I was hoping to get a good view of the Superliner Sleepers, but instead we got the "Shaky cam with the odd angles". Granted, not really any room for a camera man, but that was a bit disappointing.

Otherwise, pretty interesting. Makes me want to take a trip.


----------



## dan72 (Dec 17, 2008)

I, too was hoping for more on the Mississippi valley as well. Also he made it sound like it made one stop to service the train (water, etc) when I think it makes several (St. Paul being one of them).

And yeah, the Steamtown thing is getting REALLY annoying. It's interesting stuff, just stop plopping it as a random segment.

I wonder how many people are going to be opening up the window? He could have at least said 'don't try this yourself'

Dan


----------



## the_traveler (Dec 17, 2008)

How did he put it? "... wind in your face ..." as he stuck his head out? :huh:

I also wonder how many are going to try that? And how many will "accidentally" open the whole door - and not just the window? :huh:


----------



## ALC Rail Writer (Dec 17, 2008)

"Wedgies that just won't go away"

Another moment I had wished that would go away.

"Going through the train wash..."

God help me.

And I can't help it, but the SEA-PDX split IS what makes it the most extreme.
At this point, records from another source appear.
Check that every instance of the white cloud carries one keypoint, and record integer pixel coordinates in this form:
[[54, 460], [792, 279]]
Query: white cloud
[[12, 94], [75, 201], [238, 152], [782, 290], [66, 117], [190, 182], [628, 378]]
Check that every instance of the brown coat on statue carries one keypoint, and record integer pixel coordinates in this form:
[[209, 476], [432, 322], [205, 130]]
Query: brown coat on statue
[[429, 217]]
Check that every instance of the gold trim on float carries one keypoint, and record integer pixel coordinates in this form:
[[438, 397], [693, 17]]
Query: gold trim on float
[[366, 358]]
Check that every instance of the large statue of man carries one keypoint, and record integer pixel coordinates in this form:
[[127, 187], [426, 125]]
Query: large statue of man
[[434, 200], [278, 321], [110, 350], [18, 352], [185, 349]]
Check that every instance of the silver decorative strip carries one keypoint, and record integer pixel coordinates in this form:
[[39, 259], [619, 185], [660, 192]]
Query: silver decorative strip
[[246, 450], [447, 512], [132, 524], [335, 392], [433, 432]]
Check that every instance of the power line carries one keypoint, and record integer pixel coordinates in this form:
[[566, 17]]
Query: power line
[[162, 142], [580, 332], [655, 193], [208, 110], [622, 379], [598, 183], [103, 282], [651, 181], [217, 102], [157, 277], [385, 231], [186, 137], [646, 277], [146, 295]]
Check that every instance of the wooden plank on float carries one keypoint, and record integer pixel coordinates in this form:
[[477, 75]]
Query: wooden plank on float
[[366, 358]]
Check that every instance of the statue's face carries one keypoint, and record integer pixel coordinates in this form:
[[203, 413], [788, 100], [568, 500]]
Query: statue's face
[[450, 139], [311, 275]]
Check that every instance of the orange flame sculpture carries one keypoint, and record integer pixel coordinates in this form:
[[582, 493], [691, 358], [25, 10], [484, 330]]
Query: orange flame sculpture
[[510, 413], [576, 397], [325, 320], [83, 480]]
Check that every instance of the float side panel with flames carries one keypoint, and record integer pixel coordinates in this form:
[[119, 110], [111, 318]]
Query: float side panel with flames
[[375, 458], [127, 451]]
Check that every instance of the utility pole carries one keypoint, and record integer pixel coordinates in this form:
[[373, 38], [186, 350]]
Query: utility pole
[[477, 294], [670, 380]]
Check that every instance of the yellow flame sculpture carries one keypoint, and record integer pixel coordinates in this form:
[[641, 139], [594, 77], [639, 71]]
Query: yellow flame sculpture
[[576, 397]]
Not even a passing "this is two trains in one."

I hope they filmed that scene at Spokane, if they didn't, it was a travesty. if they did and decided shoveling snow was more interesting it was a crime.


----------



## ALC Rail Writer (Dec 17, 2008)

"You don't wanna be throwing it around too much" *regarding luggage*

I'm sorry, I have seen them throw bags around. I never pack anything fragile.


----------



## OlympianHiawatha (Dec 17, 2008)

At least he didn't show viewers how the Emergency Cord works


----------



## VentureForth (Dec 17, 2008)

ALC_Rail_Writer said:


> And I can't help it, but the SEA-PDX split IS what makes it the most extreme. Not even a passing "this is two trains in one."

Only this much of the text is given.